IBM Corp. on Tuesday will announce a number of enhancements to its Shark Enterprise Storage System (ESS) Model 800 arrays designed to increase the performance and ease of management of the storage systems.

The ESS 800’s Peer to Peer Remote Copy disaster recovery software will now support the FIbre Channel interconnect standard, which means that customers will now be able to do remote backup and recovery with fewer switches and networking devices than the Enterprise Systems Connection (ESCON) protocol that the current models of Shark employ.

When the enhancements become available on Nov. 21, the ESS 800 will also include an optional new 750MHz PowerPC processor called Turbo II, that will speed up the array’s performance by 30 percent, according to IBM.

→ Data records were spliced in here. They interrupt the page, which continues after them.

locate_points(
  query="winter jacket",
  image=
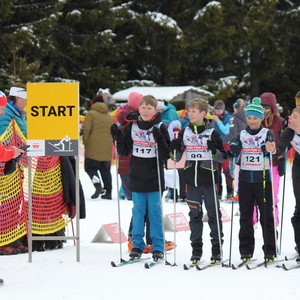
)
(277, 125)
(249, 175)
(222, 126)
(13, 112)
(6, 154)
(97, 139)
(199, 172)
(237, 124)
(143, 172)
(284, 142)
(169, 114)
(124, 161)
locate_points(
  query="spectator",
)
(221, 120)
(98, 148)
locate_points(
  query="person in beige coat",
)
(98, 142)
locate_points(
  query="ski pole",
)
(118, 199)
(175, 132)
(282, 205)
(216, 203)
(160, 200)
(231, 225)
(271, 139)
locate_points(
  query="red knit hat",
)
(134, 99)
(3, 99)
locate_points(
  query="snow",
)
(57, 275)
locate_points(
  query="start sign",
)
(53, 119)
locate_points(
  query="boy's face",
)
(147, 112)
(2, 110)
(253, 122)
(294, 121)
(195, 116)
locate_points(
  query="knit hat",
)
(239, 104)
(160, 104)
(255, 108)
(3, 99)
(297, 98)
(18, 92)
(134, 99)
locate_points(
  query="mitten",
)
(157, 134)
(115, 131)
(211, 146)
(234, 149)
(175, 145)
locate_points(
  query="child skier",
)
(201, 144)
(254, 182)
(291, 137)
(142, 137)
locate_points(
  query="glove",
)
(234, 149)
(115, 131)
(176, 145)
(157, 134)
(281, 166)
(211, 146)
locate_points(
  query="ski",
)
(262, 264)
(242, 263)
(151, 264)
(292, 257)
(211, 264)
(291, 267)
(127, 262)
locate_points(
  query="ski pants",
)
(142, 202)
(276, 182)
(92, 167)
(296, 217)
(195, 197)
(250, 193)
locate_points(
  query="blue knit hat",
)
(255, 108)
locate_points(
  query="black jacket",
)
(199, 172)
(143, 172)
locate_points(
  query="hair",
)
(296, 110)
(198, 103)
(13, 99)
(149, 100)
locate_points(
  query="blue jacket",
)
(13, 112)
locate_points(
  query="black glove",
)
(211, 146)
(115, 131)
(281, 166)
(175, 145)
(157, 134)
(235, 149)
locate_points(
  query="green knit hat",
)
(255, 108)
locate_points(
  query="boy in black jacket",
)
(254, 182)
(201, 144)
(291, 137)
(142, 137)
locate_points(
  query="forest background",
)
(231, 48)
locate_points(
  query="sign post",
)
(53, 130)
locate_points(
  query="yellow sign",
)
(53, 118)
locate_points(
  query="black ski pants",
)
(250, 194)
(195, 197)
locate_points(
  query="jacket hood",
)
(269, 99)
(100, 107)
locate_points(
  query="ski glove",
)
(175, 145)
(235, 149)
(157, 134)
(212, 147)
(115, 131)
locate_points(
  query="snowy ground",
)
(57, 275)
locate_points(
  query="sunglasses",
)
(266, 106)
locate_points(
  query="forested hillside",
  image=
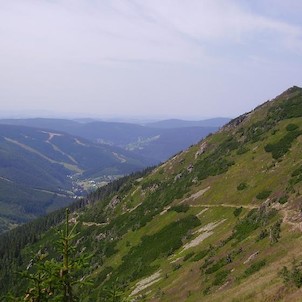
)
(207, 224)
(154, 142)
(40, 170)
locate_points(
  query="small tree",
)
(55, 280)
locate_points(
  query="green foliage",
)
(55, 280)
(263, 234)
(137, 263)
(188, 256)
(200, 255)
(281, 147)
(221, 277)
(182, 208)
(283, 199)
(241, 186)
(293, 275)
(216, 266)
(296, 176)
(275, 231)
(263, 194)
(291, 127)
(114, 293)
(255, 267)
(237, 211)
(242, 149)
(253, 220)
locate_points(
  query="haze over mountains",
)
(44, 163)
(156, 141)
(205, 225)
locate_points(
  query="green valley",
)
(220, 221)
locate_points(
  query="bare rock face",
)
(202, 149)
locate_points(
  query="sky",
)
(190, 59)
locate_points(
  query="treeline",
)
(12, 242)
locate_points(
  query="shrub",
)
(216, 266)
(188, 256)
(180, 208)
(220, 277)
(294, 275)
(281, 147)
(291, 127)
(263, 195)
(255, 267)
(237, 211)
(241, 186)
(200, 255)
(283, 199)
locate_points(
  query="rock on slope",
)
(217, 222)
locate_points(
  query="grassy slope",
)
(132, 233)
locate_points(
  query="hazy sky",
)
(168, 58)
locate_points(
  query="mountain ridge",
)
(209, 222)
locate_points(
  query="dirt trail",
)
(225, 205)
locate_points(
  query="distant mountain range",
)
(220, 221)
(176, 123)
(38, 169)
(156, 141)
(44, 163)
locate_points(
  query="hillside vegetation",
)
(39, 169)
(220, 221)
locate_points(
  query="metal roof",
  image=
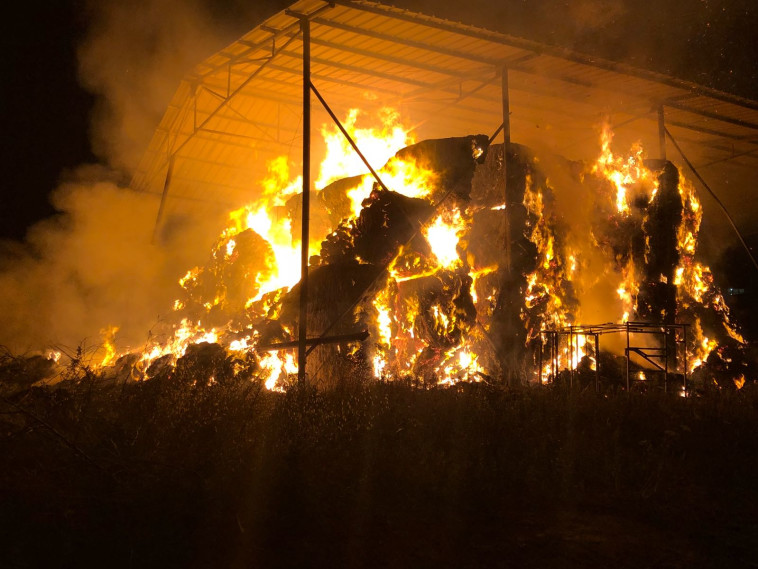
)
(243, 106)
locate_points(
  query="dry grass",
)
(164, 474)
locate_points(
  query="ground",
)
(162, 474)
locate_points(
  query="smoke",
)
(93, 265)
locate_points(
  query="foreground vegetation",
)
(163, 474)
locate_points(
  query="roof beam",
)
(544, 49)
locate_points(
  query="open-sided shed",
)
(244, 105)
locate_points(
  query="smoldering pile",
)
(478, 316)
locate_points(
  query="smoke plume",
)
(93, 265)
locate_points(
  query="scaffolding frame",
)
(669, 336)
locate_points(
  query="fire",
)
(430, 312)
(625, 173)
(442, 236)
(109, 336)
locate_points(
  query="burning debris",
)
(453, 277)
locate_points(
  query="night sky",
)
(46, 113)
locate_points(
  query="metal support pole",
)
(164, 195)
(628, 355)
(542, 345)
(349, 138)
(661, 134)
(666, 359)
(506, 143)
(305, 26)
(597, 363)
(571, 356)
(684, 375)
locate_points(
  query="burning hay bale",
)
(456, 264)
(386, 222)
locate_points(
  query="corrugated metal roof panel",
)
(242, 105)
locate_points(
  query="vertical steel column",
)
(628, 355)
(571, 356)
(661, 134)
(305, 26)
(506, 143)
(542, 346)
(684, 375)
(597, 363)
(666, 359)
(164, 195)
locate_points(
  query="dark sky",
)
(44, 110)
(46, 113)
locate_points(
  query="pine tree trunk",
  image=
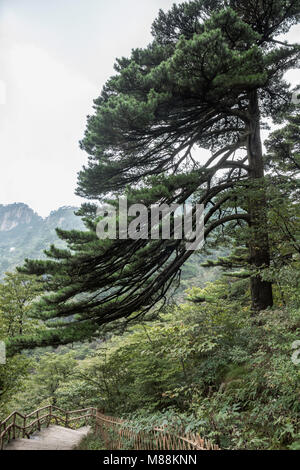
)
(261, 291)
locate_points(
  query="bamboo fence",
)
(118, 434)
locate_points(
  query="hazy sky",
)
(55, 56)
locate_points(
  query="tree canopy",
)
(210, 78)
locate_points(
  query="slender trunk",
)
(261, 291)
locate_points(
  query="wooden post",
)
(14, 426)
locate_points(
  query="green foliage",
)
(17, 292)
(211, 72)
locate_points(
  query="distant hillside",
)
(24, 234)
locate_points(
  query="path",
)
(52, 438)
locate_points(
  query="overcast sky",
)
(55, 56)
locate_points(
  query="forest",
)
(143, 329)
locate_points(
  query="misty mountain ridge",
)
(25, 234)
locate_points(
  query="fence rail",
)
(18, 425)
(118, 434)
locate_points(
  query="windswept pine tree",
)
(209, 80)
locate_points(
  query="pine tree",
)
(211, 76)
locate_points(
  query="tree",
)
(212, 74)
(17, 292)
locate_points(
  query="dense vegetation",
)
(220, 358)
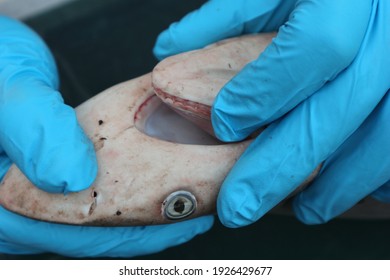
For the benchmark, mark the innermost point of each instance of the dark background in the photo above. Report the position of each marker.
(100, 43)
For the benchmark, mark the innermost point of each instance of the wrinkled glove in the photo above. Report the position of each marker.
(322, 85)
(42, 137)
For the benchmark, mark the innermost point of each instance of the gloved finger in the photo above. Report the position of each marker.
(310, 50)
(76, 241)
(285, 153)
(352, 173)
(383, 193)
(38, 132)
(220, 19)
(5, 163)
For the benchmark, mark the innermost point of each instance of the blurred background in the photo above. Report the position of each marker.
(99, 43)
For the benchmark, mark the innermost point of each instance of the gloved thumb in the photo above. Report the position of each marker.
(41, 135)
(38, 132)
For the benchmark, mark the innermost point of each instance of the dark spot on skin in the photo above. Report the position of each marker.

IBM has also extended its support of Storage Networking Industry Association’s Storage Management Initiative (SMI) standard so that more of Shark’s capabilities will be available to software written to the SMI standard.

“You can now evoke and manage flash copy, peer-to-peer remote copy, and extended remote copy,” said Jim Tuckwell, IBM’s manager of enterprise storage servers. “Now anybody that writes to the SMI standard will have an easy time exploiting Shark’s copy services as well,” he said.

The SMI standard, while still in its early stages of adoption, will eventually simplify storage management for both IBM and its Shark users, said Nancy Marrone-Hurley, a senior analyst with the Enterprise Storage Group. “The problem right now is that every array has a different API (application program interface),” she said.

IBM will also offer Shark customers another configuration option called Arrays Across Loops that “allows the data to flow over the disks differently and faster, particularly for sequential applications,” according to Tuckwell.

Pricing for the enhanced ESS 800 will remain unchanged, said Tuckwell.